Curitiba é um lugar privilegiado quando se quer levar tiros ou então ser esfaqueado. Nossos hospitais registram mensalmente um número impressionante de ferimentos por arma de fogo ou por arma branca. Tráfico de drogas, assaltos, briga por causa de mulher, de homem, de vizinho, de trânsito, de barulho, de bebida – sempre há um bom motivo para as pessoas tentarem se matar.
Nosso paciente de hoje é o Jeremias, mas pode chamá-lo de Jimmy. O apelido, gentilmente dado pela polícia, se refere a um cara de 23 anos que simplesmente não toma jeito na vida. Pequenos furtos, pequenos assaltos. Gente boa o moço.
Dessa vez ele assaltou uma padaria, levando na fuga a moto de um cliente. Por sorte, uma viatura da polícia passava por perto. Por azar, era uma viatura da Rone.
Como Jimmy não tem nada dentro da caixa craniana, disparou com a moto pela contramão. O resultado foi levar um sapeco de calibre 0.38 na coxa direita. Com o disparo, Jimmy perdeu o controle da motoca e acabou batendo na lateral de uma Parati.
O que sobrou disso estava agora na minha frente, algemado na maca.
Como de costume, nenhuma médica ou enfermeira se habilitou a chegar perto do nosso Jimmy. A mão boba, a quantidade de palavrões e a falta de banho afastam qualquer boa vontade para bem longe.
Pois é. Sobrou para mim.
Avalio o paciente ao mesmo tempo em que ouço todos os tipos de xingamentos imagináveis. Como o projétil transfixou a coxa sem atingir nenhuma estrutura importante, um curativo simples deve ser o suficiente. Algumas suturas também são necessárias no rosto e no couro cabeludo.

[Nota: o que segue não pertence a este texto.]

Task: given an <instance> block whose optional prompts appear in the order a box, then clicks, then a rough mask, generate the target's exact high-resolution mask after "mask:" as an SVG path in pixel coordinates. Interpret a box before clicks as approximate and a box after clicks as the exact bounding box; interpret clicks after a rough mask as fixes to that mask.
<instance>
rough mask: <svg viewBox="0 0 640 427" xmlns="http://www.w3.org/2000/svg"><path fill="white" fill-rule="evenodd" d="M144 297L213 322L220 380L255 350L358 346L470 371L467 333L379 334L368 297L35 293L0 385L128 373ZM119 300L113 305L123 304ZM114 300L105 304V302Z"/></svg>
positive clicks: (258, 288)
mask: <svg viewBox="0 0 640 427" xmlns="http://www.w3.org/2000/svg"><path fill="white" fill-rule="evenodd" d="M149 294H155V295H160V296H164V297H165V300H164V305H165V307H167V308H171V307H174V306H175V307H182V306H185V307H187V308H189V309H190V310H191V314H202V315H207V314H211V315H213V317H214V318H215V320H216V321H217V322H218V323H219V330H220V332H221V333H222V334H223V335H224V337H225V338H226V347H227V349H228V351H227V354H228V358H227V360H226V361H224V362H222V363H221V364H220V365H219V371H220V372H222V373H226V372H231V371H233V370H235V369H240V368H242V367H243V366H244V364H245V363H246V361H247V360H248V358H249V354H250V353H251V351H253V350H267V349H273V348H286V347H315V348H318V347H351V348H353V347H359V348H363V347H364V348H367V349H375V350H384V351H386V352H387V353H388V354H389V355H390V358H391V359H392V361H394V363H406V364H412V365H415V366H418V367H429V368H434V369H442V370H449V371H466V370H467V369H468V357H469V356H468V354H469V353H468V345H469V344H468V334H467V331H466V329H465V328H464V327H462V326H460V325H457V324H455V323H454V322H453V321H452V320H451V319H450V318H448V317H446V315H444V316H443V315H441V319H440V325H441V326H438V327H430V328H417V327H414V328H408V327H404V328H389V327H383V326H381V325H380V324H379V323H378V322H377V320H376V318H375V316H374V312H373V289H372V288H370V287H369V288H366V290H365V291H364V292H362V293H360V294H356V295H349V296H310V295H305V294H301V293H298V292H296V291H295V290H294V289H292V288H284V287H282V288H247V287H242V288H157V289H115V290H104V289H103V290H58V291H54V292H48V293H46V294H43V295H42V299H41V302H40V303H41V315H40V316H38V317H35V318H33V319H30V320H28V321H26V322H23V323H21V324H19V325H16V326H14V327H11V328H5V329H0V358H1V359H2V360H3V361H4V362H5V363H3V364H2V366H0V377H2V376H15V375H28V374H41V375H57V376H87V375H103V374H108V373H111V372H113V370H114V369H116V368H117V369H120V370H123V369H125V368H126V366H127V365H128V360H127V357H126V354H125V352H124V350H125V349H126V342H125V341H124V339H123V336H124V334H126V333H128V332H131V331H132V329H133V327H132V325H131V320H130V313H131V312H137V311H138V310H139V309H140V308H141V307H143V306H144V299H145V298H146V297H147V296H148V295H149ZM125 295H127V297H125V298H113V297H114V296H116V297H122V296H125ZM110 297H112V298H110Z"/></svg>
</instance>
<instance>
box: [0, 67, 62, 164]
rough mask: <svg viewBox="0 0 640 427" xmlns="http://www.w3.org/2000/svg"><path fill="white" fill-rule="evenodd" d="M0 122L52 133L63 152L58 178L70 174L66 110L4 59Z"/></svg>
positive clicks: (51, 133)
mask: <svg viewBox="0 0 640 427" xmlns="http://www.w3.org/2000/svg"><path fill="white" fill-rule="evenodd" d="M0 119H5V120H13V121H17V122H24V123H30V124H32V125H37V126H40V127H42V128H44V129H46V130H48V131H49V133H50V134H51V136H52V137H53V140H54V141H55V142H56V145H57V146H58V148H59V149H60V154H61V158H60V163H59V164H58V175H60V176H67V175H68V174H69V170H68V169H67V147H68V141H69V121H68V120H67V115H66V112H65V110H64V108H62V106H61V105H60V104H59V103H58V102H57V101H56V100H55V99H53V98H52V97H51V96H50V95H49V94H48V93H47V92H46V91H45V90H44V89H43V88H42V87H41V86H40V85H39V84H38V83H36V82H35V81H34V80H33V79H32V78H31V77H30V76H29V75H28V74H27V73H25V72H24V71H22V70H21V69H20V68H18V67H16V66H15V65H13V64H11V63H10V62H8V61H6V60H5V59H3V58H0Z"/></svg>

Durante os curativos fico tentando imaginar os motivos para tanta raiva.
A resposta fácil talvez seja a desigualdade social em que vivemos, mas que só pessoas como Jeremias conhecem de verdade. Tudo bem, me perdoe. É mais uma resposta fácil e idiota que fala tudo, mas não explica absolutamente nada.
Depois de duas horas, o paciente recebe alta, sendo conduzido com truculência pela polícia. Será encaminhado para uma delegacia qualquer para ser liberado logo em seguida.
É assim o dia todo, todos os dias. Até a próxima, Jimmy!